Mustazaflar Cemiyeti Diyarbakır Şubesi adına basın açıklamasını okuyan Cemil Cahit Ünsal, Şeyh Said Efendinin davasının renginin ve karakterinin İslami olduğunu söyledi.
“Bu meydanda toplanmamız, 93 yıl önce yaşanan ve etkileri günümüze kadar devam eden bir hadiseyi hatırlamak ve olayın mağdurlarını bir kez daha hayırla yâd etmek içindir.” diyen Ünsal, 93 yıl önce, 29 Haziran 1925'te bir İslam âlimi olan Şeyh Said-i Palevî ve 47 dava arkadaşının darağaçlarında katledildiğini, Şeyh Said ile birlikte idam edilenlerin de bölgenin ileri gelenleri, kanaat önderi ve aydın kişiler olduğunu söyledi.

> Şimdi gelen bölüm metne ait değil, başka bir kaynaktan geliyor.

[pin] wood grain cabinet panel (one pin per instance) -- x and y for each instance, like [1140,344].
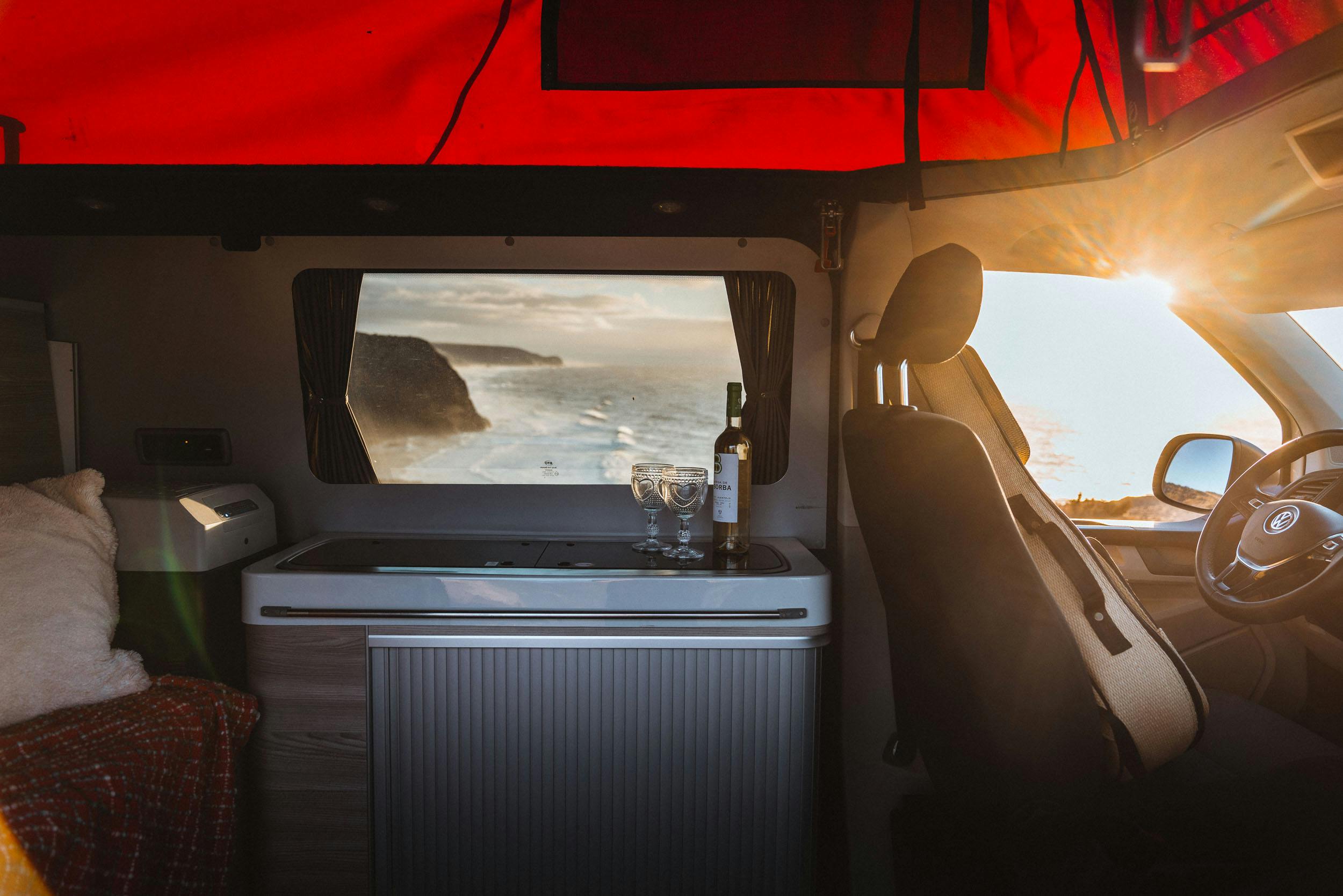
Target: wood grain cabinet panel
[308,760]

Ünsal, açıklamasına devamla; “Müslüman halkın dini ve kültürel değerlerine karşı ittihat ve terakki zihniyetinin başlattığı süreçte yaşanan zulümlere karşı durduğu için hedef alınan Şeyh Said ve yarenleri, darağacına çıkarıldı. Şeyh Said Efendi'nin şehid edilmesinin ardından Müslüman Kürt halkı üzerinde büyük bir zulüm furyası başlatıldı. Sürgünler ve toplu katliamlarla beraber İslami değerlere karşı tasfiye süreci işletildi. Bu dönemde binlerce insan katledildi. Toplumun önderleri konumunda olan birçok âlim idam edildi. Kadın, çocuk, yaşlı demeden insanlar hayattan koparıldı.” ifadelerine yer verdi.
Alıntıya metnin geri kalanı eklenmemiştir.